6 Institutional setting and dosage

The treatment programme took place within a very special institutional context. The Department of Psychocardiology belongs to the Kerckhoff Clinic in Bad Nauheim, Germany (one of the greatest heart and thorax centres in Germany). Within the Kerckhoff Clinic there is a large department of cardiology (connected with the University of Giessen) with electrophysiology and ICD services, a unit for heart surgery, a clinic for angiology, as well as a cardiac rehabilitation clinic. Thus, there is the possibility for round-the-clock comprehensive diagnosis and therapy, and immediate emergency care. The interdisciplinary cooperation is very good and the integration of the Department of Psychocardiology is excellent.

Our experience suggests that an inpatient setting has many benefits. The atmosphere within a hospital, conveying a feeling of security and thus lowering anxiety, would favour inpatient therapy. Sometimes a hospital setting, by liberating patients from their home environment and integrating them into a social milieu outside their everyday experience, facilitate self-observation and introspection.

Because people with an ICD are often physically very ill and become quite insecure after multiple shocks, it would appear crucial that inpatient treatment takes place somewhere near a cardiology department (if such comfortable institutional factors that we had, are not given). Patients need to be reassured that cardiac help and treatment is close at hand in order to encourage them to undergo physical activity. Anxiety and tendencies to avoidance behaviour leads to a very sedentary lifestyle and the necessary training to significantly increase the heart rate, such as ergometer training or stair climbing is very difficult for our patients, because they are afraid, that an increase of heart rate is followed by tachycardia and new shocks from the ICD.

Additionally, it is often difficult for psychotherapists providing treatment to deal with difficult questions related to cardiology (e.g. the side-effects of drugs, changes in medication, new diagnostics or a reprogramming of the ICD) without support from experienced colleagues.

Dosage

In our experience the dosage of stationary therapy was high: 4 or 5 times a week the patients had a psychotherapy session of 75 minutes; 3 times a day they had relaxation training and additional elements of cardiac rehabilitation (i.e. ergometer training, gym, breathing therapy).
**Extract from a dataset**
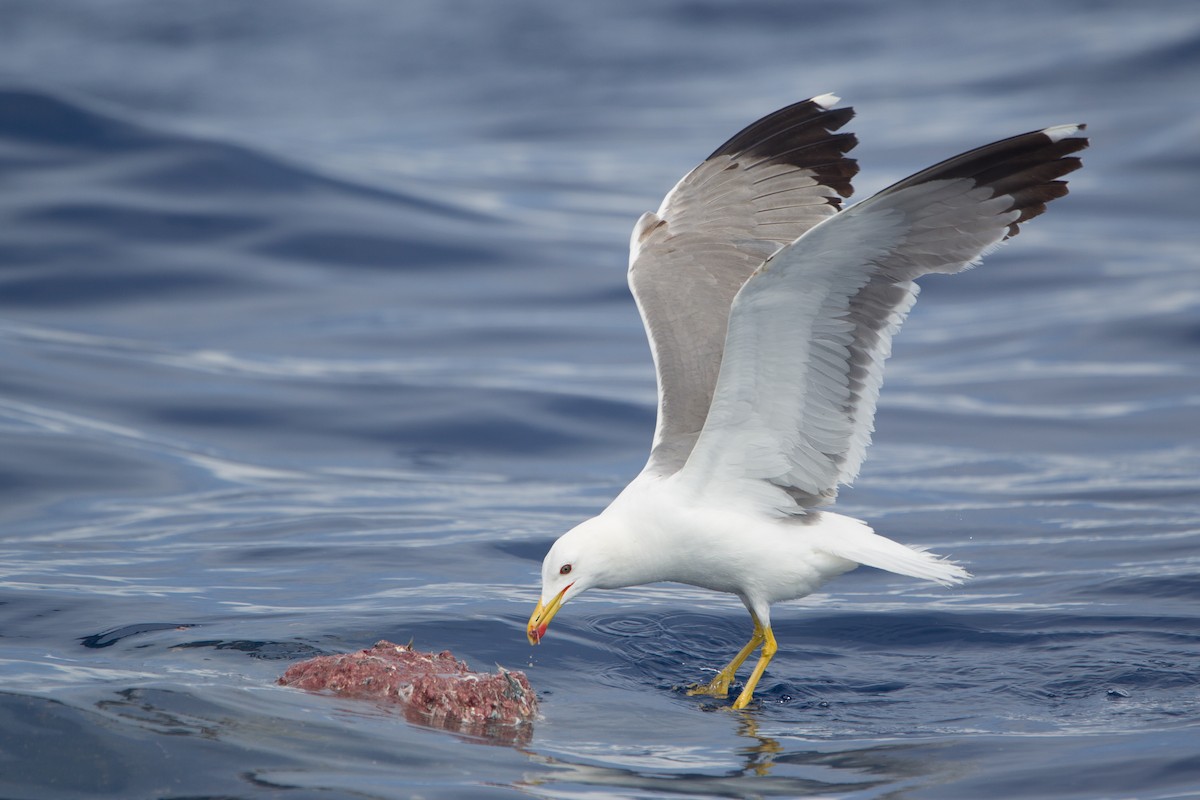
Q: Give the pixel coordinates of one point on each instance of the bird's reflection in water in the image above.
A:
(767, 769)
(760, 757)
Altogether, this implies around six hours of therapy per day. The dosages vary from 8 to 20 days and depended on the duration of PTSD-symptoms.


Notes

We thank all our patients for their confidence and open mindedness and we thank the team of this journal for their excellent support.
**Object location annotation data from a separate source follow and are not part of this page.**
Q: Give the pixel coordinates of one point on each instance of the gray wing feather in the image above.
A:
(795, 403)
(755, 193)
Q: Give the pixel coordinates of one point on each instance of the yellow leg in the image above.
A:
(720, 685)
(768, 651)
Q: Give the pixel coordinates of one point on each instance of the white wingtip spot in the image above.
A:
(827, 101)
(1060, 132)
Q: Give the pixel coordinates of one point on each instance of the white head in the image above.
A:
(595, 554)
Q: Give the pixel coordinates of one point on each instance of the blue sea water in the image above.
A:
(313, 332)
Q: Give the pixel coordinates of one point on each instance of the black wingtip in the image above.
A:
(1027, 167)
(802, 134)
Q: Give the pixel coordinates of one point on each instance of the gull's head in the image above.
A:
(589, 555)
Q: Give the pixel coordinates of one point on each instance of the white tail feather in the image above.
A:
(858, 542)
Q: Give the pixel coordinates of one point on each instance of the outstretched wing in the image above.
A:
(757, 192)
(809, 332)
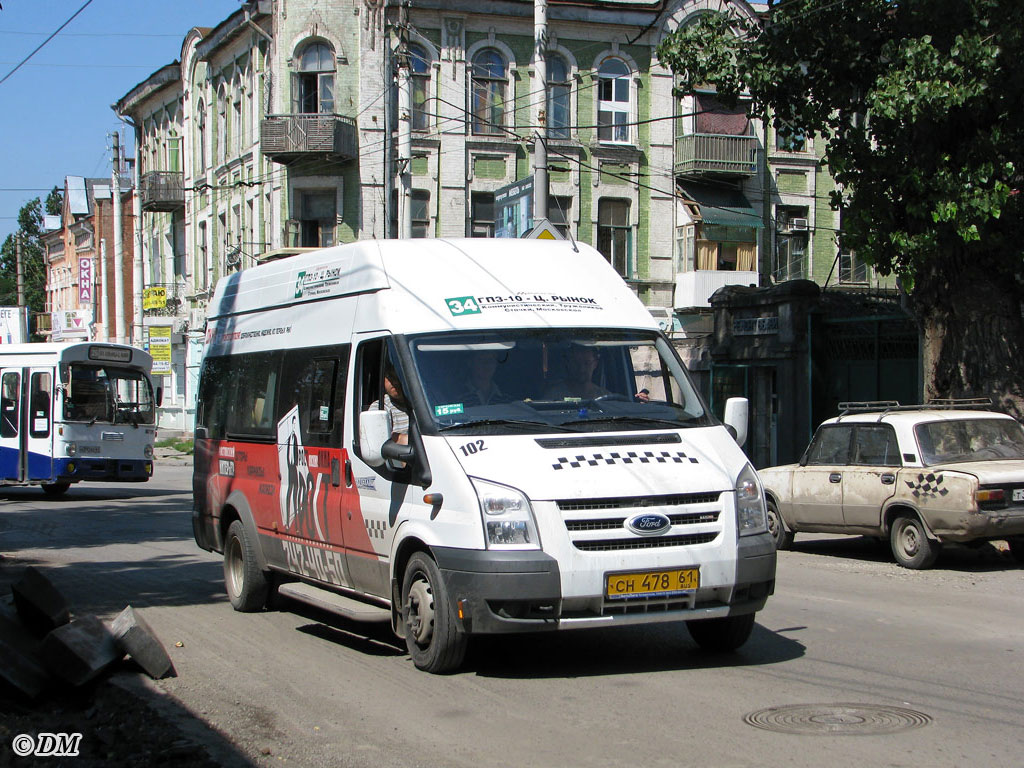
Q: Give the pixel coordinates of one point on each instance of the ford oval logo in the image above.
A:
(649, 523)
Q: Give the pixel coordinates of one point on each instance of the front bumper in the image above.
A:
(508, 592)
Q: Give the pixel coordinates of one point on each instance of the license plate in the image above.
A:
(651, 583)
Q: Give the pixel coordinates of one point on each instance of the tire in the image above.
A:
(1017, 548)
(433, 640)
(782, 537)
(721, 635)
(247, 585)
(910, 545)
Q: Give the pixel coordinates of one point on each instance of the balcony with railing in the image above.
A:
(163, 190)
(286, 138)
(701, 155)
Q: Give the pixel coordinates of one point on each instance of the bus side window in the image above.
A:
(39, 404)
(9, 390)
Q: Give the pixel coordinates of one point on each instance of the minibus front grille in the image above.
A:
(610, 523)
(634, 502)
(614, 545)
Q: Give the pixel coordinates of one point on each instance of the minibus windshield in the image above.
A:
(529, 380)
(108, 393)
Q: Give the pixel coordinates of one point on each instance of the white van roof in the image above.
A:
(436, 285)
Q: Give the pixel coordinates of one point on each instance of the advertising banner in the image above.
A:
(160, 348)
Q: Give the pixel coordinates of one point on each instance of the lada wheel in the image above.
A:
(246, 583)
(724, 634)
(783, 538)
(910, 545)
(431, 636)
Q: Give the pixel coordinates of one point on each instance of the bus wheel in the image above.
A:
(723, 634)
(431, 636)
(247, 585)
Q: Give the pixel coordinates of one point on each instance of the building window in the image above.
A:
(558, 213)
(201, 136)
(489, 80)
(314, 81)
(421, 213)
(614, 237)
(420, 76)
(558, 97)
(482, 215)
(316, 215)
(613, 101)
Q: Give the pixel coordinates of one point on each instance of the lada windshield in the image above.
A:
(970, 440)
(563, 380)
(107, 393)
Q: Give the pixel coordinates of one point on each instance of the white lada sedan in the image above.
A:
(918, 475)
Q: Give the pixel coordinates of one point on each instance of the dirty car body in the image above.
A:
(920, 476)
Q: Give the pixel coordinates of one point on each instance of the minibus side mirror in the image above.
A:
(375, 430)
(735, 418)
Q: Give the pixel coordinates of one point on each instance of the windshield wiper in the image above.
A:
(628, 419)
(503, 422)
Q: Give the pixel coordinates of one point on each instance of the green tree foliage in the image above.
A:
(30, 227)
(921, 105)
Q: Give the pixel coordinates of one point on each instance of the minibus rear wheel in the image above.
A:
(246, 583)
(431, 635)
(722, 634)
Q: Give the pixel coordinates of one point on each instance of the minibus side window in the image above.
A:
(39, 404)
(9, 395)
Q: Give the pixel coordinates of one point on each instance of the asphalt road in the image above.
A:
(882, 666)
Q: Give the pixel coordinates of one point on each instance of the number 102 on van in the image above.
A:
(463, 305)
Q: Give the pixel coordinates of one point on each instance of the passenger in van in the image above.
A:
(581, 363)
(480, 377)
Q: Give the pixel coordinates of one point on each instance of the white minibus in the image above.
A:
(75, 412)
(468, 436)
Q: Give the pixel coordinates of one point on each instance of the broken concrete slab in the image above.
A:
(39, 603)
(20, 665)
(81, 650)
(137, 639)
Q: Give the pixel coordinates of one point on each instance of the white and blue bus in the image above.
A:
(76, 412)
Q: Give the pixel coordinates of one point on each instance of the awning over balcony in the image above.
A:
(722, 206)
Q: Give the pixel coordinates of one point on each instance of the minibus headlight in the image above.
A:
(508, 518)
(750, 504)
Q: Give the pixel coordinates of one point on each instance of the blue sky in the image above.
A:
(55, 117)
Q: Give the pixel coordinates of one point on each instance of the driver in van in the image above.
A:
(581, 363)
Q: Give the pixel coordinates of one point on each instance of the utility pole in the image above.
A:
(404, 127)
(119, 253)
(23, 310)
(541, 85)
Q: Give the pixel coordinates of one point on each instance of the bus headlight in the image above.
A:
(508, 518)
(750, 504)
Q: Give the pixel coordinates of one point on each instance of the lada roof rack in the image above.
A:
(885, 407)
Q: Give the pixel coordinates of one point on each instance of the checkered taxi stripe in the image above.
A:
(628, 457)
(376, 528)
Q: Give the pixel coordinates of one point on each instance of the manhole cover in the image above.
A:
(842, 719)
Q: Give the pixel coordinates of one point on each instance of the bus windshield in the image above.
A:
(107, 393)
(564, 380)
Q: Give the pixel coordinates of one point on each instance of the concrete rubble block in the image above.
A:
(20, 665)
(39, 603)
(137, 639)
(80, 651)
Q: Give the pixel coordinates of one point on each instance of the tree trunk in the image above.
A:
(970, 313)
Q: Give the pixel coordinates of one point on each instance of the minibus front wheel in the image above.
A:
(246, 583)
(431, 635)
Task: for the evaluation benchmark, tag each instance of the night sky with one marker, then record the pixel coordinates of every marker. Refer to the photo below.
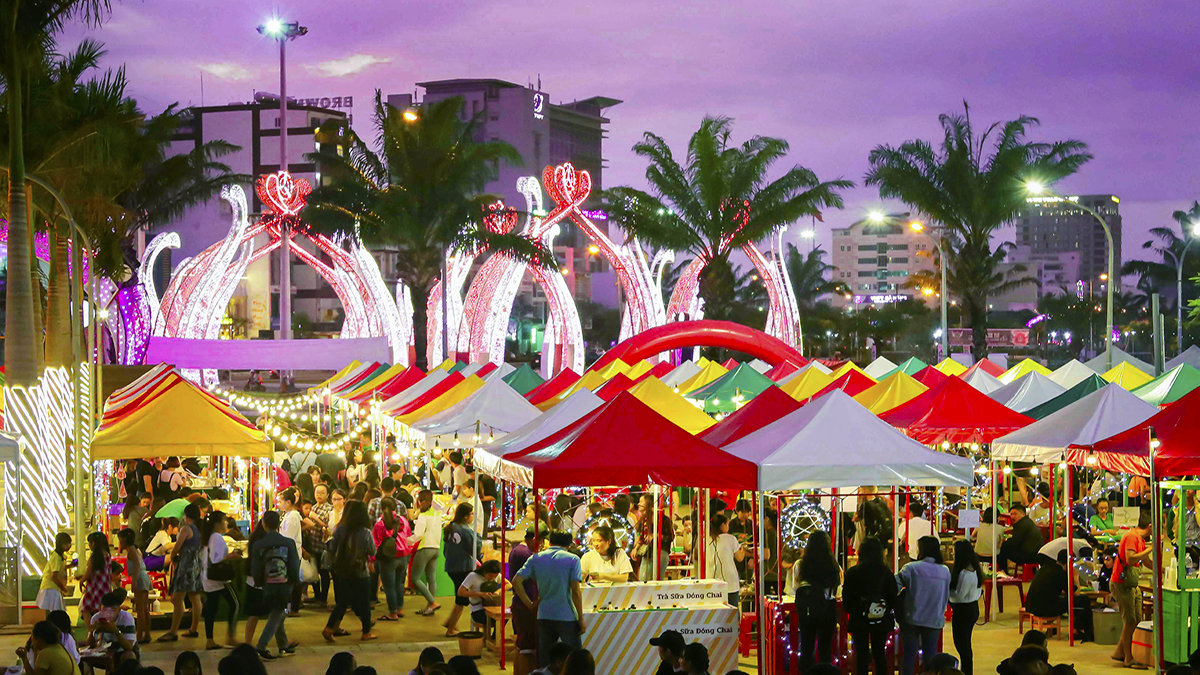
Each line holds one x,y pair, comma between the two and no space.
834,78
When this paper is published we treated more than 70 patients and we are very glad, that our experience and patience is rewarded by the good condition of nearly all of the treated patients. We hope that many psychotherapists and clinics worldwide will offer help to those unfortunate patients.

German version

A German version of this article has been published with the title „Behandlungsmanual zur Psychotherapie von akuten und posttraumatischen Belastungsstörungen nach ICD-Mehrfachschocks“ [56].

Authorship

My co-authors, Georg Titscher, Ludmila Peregrinova and Holger Kirsch, have contributed significantly by way of their critical discussions, by accompanying the overall process, and by assisting in the compilation of this manual.

Competing interests

The authors declare that they have no competing interests.